La scénographie se recycle
Dans les secteurs du cinéma et de l’audiovisuel, les tournages « propres » et le respect de bonnes pratiques se généralisent. Dans le spectacle vivant, le réemploi des décors est loin d’être acquis. « Beaucoup de scénographes refusent que leurs créations soient démantelées, ou qu’elles puissent renaître sous d’autres formes,préférant qu’elles soient détruites », observe Yann Domenge. Les directeurs de lieux y sont aussi pour beaucoup. Si les plus jeunes sont sensibles à la question de la récupération des décors, d’autres ne veulent pas en entendre parler.
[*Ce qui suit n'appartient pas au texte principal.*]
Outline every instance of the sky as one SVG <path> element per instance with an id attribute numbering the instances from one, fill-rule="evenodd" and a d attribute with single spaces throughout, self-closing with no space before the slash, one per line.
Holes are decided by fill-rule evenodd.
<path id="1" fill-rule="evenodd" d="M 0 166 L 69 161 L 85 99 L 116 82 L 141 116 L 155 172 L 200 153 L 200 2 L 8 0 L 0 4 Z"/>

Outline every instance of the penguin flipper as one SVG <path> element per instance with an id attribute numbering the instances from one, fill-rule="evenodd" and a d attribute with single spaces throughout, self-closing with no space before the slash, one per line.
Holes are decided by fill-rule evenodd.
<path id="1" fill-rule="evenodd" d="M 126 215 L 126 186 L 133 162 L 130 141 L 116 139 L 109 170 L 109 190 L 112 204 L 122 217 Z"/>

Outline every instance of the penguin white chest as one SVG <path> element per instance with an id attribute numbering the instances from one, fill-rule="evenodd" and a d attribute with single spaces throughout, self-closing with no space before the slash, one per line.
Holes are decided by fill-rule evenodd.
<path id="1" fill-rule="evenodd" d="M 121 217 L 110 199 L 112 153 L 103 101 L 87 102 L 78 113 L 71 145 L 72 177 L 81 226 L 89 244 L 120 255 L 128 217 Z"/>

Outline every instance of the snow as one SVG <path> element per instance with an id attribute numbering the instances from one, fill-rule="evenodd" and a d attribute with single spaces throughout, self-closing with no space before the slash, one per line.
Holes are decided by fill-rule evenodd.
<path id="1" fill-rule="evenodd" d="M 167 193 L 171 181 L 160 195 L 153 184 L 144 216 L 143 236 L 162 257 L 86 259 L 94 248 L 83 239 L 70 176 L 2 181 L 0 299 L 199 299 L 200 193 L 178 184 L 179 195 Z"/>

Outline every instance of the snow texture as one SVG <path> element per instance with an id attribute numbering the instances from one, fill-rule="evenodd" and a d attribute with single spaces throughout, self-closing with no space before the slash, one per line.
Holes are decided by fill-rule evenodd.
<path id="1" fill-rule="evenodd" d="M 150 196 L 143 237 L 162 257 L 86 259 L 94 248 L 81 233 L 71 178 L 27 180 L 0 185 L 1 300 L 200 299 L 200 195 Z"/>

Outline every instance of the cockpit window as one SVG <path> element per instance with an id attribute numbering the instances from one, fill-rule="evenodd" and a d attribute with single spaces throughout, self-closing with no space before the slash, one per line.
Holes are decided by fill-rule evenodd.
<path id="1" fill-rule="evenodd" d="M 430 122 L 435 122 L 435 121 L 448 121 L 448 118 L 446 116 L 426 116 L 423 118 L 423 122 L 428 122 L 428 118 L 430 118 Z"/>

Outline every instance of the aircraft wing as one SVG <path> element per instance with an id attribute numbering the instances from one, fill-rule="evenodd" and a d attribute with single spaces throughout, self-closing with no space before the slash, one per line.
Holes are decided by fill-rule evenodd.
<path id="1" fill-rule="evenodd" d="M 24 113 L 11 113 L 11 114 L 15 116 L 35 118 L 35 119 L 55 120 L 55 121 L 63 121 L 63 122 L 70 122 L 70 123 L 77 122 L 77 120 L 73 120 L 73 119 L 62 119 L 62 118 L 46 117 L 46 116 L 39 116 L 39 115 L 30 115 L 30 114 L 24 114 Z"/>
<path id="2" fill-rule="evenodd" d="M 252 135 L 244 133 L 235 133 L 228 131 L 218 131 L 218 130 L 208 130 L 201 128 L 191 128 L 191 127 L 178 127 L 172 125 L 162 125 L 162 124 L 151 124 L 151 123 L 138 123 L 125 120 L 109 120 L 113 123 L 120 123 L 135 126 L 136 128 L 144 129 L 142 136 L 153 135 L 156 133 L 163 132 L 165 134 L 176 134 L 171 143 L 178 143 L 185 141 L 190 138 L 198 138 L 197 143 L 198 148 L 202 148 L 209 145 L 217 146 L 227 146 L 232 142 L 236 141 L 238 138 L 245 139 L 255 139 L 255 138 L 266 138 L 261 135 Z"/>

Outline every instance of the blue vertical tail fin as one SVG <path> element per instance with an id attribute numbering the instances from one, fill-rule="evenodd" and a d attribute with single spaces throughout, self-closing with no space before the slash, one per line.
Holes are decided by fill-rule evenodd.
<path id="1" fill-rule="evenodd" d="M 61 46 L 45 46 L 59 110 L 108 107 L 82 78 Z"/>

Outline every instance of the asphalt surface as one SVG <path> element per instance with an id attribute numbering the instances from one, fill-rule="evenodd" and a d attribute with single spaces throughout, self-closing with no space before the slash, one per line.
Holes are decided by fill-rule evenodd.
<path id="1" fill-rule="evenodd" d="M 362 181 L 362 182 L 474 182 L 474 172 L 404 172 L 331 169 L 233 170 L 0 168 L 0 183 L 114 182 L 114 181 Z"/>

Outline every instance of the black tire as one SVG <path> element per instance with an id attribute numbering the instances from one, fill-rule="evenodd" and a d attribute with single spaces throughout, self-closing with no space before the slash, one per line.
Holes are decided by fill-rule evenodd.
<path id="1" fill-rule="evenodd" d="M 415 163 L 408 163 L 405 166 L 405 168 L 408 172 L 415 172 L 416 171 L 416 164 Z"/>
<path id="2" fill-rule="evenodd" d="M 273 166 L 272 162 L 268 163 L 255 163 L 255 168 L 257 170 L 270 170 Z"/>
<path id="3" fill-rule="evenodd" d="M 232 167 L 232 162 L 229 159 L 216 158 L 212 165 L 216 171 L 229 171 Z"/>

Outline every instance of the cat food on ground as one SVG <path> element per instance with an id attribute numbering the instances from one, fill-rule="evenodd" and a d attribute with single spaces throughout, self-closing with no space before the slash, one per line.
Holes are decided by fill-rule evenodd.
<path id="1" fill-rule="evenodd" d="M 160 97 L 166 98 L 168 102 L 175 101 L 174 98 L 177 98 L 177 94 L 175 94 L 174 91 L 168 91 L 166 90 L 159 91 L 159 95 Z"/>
« Mais les budgets de production diminuent, et l’ampleur des scénographies avec :on monte désormais des spectacles avec peu d’éléments, loin de ce qu’on voyait dans les années 70-80 », souligne le scénographe Jacques Gabel. Lui-même a utilisé les ressources de la recyclerie pour les décors du spectacle Mon ange (salué dans le Off d’Avignon en 2017), avant de les stocker chez ArtStocK le temps qu’une tournée démarre. Quant à l’architecte et scénographe Lise Mazeaud, elle crée ses décors à partir de matériaux recyclés depuis dix ans, et y puise son inspiration : « La forme du bois, la gravure qui est déjà là… l’histoire sourde des matériaux constitue une surprise et une créativité que je ne retrouverais pas dans le neuf. »
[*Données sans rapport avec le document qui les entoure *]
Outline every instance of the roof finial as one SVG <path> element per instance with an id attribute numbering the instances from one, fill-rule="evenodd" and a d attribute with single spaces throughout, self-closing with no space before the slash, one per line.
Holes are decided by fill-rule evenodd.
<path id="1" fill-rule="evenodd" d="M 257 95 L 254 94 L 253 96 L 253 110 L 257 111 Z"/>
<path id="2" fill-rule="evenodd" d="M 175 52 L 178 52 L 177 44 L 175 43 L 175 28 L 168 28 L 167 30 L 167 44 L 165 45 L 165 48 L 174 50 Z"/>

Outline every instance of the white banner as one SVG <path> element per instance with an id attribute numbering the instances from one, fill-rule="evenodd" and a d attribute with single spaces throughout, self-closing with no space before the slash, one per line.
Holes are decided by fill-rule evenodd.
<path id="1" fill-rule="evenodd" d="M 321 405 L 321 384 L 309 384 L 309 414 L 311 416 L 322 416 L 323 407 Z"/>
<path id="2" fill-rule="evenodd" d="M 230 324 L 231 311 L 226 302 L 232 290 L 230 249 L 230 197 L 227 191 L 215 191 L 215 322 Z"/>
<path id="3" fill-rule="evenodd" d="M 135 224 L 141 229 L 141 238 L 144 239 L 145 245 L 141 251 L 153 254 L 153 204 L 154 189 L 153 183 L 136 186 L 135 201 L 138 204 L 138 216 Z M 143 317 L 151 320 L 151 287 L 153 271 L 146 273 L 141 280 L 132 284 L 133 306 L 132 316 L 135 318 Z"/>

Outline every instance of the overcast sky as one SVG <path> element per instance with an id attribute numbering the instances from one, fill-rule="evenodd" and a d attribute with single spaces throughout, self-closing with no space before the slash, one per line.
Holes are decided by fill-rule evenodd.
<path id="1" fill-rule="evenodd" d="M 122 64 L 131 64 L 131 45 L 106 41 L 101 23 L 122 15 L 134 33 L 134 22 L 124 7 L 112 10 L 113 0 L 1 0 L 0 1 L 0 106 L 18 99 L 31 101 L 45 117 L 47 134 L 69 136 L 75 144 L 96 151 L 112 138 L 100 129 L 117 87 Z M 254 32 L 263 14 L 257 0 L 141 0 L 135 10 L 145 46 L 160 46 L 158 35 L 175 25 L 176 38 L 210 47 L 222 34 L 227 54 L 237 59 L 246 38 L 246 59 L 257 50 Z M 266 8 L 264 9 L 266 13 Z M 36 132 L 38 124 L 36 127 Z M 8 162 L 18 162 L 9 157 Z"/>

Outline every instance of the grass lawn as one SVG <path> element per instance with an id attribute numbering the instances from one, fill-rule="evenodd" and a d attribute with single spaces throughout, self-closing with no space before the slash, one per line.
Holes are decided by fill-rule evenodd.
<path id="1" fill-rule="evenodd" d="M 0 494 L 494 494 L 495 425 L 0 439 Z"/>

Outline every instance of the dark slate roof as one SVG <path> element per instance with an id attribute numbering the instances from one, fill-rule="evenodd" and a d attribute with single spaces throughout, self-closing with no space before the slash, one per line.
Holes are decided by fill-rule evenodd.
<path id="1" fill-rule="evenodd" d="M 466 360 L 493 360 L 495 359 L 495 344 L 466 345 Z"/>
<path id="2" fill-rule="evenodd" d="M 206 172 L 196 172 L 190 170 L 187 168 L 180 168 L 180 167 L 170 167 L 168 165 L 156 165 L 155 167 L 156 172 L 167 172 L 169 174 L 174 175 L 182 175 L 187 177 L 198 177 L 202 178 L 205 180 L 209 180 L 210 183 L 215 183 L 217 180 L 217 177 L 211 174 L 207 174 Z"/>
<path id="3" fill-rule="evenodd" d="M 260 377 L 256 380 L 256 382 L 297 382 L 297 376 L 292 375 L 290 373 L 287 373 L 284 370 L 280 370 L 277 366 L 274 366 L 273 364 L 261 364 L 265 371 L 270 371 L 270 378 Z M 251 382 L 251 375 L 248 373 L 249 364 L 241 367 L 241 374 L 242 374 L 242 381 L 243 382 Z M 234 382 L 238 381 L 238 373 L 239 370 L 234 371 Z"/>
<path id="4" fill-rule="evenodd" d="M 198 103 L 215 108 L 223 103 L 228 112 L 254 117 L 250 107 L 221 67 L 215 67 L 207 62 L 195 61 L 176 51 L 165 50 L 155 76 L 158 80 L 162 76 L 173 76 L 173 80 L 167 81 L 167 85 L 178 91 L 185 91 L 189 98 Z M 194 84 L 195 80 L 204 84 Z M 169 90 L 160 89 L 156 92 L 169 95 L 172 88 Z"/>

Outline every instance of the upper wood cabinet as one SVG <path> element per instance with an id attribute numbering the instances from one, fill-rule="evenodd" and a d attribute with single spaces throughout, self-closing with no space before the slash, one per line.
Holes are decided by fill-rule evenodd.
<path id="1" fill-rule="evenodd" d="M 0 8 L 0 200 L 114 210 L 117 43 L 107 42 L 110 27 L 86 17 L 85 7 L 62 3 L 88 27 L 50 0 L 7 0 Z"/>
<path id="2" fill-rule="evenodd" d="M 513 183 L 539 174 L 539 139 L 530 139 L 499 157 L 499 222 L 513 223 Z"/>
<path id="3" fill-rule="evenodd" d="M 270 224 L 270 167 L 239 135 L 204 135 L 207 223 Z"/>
Et du côté des pouvoirs publics ? « Vous avez dix ans d’avance ! », lança un conseiller à Yann Domenge un jour qu’il tentait d’obtenir une subvention du ministère de la Culture. Au siècle dernier ? Non, en 2017. Le même ministère qui, paradoxalement,soutient la création mais entretient aussi le gaspillage plutôt que le réemploi.Heureusement, les mentalités changent ! Le Ressac, un réseau inauguré pendant le confinement, fédère aujourd’hui sept associations en France. À Pantin, La Réserve des arts s’adresse aux étudiants et professionnels de la culture. À La Rochelle, La Matière collecte le rebut du festival des Francofolies pour fabriquer bar, tables ou mange-debout qui serviront l’année suivante. Mais propose aussi des ateliers bricolage ou du conseil aux entreprises et collectivités qui veulent améliorer leurs pratiques.
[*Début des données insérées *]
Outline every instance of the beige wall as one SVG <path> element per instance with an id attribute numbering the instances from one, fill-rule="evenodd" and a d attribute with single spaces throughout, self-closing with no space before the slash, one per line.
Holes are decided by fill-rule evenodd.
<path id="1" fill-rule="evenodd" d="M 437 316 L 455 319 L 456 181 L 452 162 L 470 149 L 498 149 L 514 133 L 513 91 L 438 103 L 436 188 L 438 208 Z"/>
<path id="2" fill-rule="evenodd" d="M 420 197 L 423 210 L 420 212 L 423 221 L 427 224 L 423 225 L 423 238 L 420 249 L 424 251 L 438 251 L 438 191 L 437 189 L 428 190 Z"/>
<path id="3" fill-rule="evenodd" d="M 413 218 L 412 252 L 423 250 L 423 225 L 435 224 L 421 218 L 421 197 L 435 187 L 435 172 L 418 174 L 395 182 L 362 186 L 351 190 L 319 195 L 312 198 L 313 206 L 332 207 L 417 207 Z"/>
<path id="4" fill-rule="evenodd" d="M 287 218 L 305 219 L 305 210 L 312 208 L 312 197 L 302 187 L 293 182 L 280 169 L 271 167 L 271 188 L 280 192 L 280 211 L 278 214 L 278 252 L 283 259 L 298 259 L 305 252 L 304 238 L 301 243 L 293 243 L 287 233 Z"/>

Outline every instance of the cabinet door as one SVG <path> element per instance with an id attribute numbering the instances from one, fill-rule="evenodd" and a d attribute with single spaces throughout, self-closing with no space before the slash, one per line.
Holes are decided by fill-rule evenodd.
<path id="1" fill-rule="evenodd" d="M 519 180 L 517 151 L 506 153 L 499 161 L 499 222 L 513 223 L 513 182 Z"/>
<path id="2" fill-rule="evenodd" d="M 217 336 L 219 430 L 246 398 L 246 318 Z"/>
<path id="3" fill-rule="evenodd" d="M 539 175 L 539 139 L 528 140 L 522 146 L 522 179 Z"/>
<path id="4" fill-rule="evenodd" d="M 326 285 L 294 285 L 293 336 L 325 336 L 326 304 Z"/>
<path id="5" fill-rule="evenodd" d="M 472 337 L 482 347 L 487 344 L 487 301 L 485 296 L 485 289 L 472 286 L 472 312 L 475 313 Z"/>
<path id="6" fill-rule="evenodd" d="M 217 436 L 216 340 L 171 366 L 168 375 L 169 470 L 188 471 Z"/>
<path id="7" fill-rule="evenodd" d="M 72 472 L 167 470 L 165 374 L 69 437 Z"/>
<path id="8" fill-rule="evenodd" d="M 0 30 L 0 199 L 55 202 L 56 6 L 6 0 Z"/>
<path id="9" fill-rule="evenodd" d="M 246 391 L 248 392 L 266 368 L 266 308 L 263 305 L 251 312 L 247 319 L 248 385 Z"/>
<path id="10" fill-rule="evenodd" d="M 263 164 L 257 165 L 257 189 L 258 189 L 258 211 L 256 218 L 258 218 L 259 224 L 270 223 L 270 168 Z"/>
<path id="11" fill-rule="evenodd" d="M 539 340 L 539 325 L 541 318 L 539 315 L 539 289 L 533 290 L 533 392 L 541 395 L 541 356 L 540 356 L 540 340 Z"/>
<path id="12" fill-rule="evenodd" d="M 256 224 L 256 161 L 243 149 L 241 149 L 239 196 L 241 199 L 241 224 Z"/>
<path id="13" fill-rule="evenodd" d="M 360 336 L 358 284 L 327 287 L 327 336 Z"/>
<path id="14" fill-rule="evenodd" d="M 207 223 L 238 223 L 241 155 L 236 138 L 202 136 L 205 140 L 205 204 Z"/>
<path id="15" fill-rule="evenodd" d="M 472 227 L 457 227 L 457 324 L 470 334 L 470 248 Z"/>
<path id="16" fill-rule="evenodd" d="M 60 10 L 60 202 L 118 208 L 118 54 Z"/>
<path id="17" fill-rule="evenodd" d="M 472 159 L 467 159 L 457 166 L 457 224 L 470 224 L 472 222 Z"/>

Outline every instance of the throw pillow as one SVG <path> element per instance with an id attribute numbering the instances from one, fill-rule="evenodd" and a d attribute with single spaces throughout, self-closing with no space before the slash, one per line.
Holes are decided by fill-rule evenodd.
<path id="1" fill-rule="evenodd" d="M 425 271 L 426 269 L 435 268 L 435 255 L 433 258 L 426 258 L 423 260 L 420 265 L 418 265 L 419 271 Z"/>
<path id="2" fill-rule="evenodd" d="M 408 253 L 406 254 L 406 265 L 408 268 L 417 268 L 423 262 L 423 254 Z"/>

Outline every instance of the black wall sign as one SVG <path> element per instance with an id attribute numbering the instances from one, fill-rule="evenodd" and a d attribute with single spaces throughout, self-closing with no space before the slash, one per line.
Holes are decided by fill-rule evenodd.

À gauche, Pierre Braud de l’association La Matière à La Rochelle, et Damien Forget, fondateur de La Ressourcerie Culturelle de Montaigu (tous deux membres du réseau Le Ressac), en visite à Blajan.
Rassembler plusieurs structures permet ainsi de mieux faire circuler les matériaux sur le territoire, de multiplier les compétences et renforcer les vertus de l’économie circulaire, à commencer par la création d’emplois. Et pourquoi s’arrêter là, quand le sujet est enfin devenu une préoccupation (presque) unanime ? En dispensant des ateliers dans les écoles voisines, en se faisant connaître des théâtres et musées de la région, en fournissant de la matière première aux écoles qui forment aux métiers du bois, ArtStocK entend bien faire du recyclage la norme, et de l’enfouissement des déchets une exception.